The fight against poverty is one of the greatest challenges of our time. Poverty is often associated with a lack of money, but it is also about access to other goods that are important for living with dignity. Extreme poverty is a lack of vital resources. Currently, you are considered to be living in extreme poverty if you have an income of less than USD 1.90 per day, adjusted for the price level in the country you live in. This means that you don’t have enough money to cover very basic needs such as food, clothing and housing. The proportion of people living in extreme poverty worldwide was more than halved between 1990 and 2015. This is one of the reasons why many people believe that the Millennium Development Goals, the forerunner of the Sustainable Development Goals (SDGs), were largely achieved. In the SDGs, UN member states have set a much more ambitious goal, namely to end extreme poverty altogether. They set this goal because they believe that we now have the resources to do this. The causes of poverty can be on an individual level (e.g. illness or substance abuse problems), on a national level (e.g. unemployment, corruption or great inequality), or on an international level (e.g. capital flight or unfair trade rules). To achieve SDG 1, we must look at all three levels. No one left behind – this is the overall vision of the SDGs and at the core of the goal of abolishing poverty. Everyone born on this earth must have the opportunity to live a good life and participate in society.

Biblical reflection

“For you always have the poor with you” (Matthew 26:11). Some interpret this as if Jesus affirms poverty as a given order of nature or as an unavoidable fate. That is clearly a misinterpretation; the fact is that Jesus here quotes Deuteronomy where this statement is followed by a clear commandment: “Open your hand to the poor and needy neighbour in your land” (15:11). The Bible presents a realistic understanding of poverty; it acknowledges that injustice and oppression often are what causes people to become poor. Especially the prophets are unambiguous when criticising the powerful who “turn aside the needy from justice and to rob the poor of my people of their right” (Isaiah 10:2). They also proclaim that God sides with the poor and defends their rights (Isaiah 1:17; 3:14–15). Jesus clearly places himself within this prophetic tradition when announcing his vocation to “bring good news to the poor” and to “proclaim release to the captives” (Luke 4:18). To follow Jesus implies taking part in this vocation; it motivates Christians and churches to engage in action in order to eradicate poverty, acknowledging that there will always be poor with us – as long as systems and the powerful allow space for injustice and oppression.

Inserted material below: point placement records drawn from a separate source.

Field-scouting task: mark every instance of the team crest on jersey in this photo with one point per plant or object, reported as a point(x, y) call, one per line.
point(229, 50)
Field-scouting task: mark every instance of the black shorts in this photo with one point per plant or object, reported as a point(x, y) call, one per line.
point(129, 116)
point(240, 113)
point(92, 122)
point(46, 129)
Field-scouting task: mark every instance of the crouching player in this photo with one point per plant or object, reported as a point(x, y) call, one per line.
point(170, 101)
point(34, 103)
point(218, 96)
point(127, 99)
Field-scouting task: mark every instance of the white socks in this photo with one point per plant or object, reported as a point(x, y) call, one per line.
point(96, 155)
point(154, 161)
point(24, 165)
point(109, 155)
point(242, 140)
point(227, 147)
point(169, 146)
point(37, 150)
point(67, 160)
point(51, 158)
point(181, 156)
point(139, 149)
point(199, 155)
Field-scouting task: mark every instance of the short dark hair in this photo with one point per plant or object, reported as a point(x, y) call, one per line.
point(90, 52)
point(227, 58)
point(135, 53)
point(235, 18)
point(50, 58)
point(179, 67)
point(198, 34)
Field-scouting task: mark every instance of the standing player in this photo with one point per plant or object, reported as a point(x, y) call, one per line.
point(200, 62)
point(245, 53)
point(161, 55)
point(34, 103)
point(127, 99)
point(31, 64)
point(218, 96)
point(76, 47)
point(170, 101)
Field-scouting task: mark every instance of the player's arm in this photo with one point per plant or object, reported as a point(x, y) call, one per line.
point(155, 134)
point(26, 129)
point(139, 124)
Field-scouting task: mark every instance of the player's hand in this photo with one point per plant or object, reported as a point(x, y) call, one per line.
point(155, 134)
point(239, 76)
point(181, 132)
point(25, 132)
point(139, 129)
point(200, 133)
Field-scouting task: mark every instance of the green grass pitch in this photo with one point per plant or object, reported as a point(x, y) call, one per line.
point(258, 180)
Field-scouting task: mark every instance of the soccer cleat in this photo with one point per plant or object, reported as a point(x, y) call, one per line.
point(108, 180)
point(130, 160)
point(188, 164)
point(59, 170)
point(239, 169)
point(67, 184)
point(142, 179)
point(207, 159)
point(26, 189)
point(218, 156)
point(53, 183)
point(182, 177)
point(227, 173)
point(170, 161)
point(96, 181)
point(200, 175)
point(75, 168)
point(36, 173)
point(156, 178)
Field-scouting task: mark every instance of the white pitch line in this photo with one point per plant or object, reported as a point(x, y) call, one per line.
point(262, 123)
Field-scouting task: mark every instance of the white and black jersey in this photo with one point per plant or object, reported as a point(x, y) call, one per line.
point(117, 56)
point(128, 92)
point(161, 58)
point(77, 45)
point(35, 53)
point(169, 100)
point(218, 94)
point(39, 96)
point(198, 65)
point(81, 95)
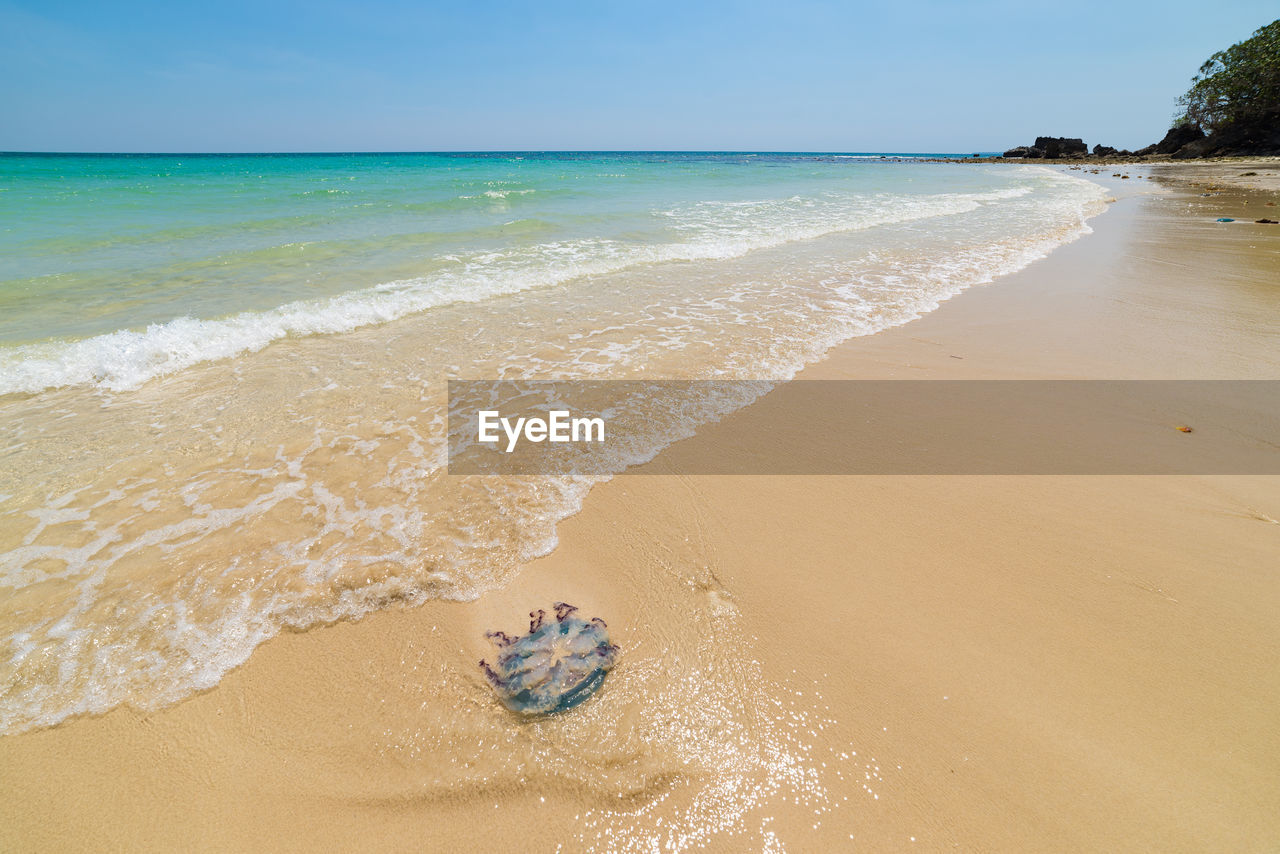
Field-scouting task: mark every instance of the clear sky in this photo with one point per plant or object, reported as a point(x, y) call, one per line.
point(402, 74)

  • How should we interpret the statement “You always have the poor with you” today – locally and globally?
  • The Bible presents poverty both as an ideal and as disgraceful suffering. How can we maintain both perspectives?


Is poverty a problem where you live? Is there anything you can do to learn more about this and help reduce poverty?


Lord, giver of all good things, Teach us to be generous so that no one need suffer from want, Teach us to invite others in so that no one be left behind. Show us again that we are all your creation, your beloved children. We commit everything and everyone, into your hands, Lord. Amen.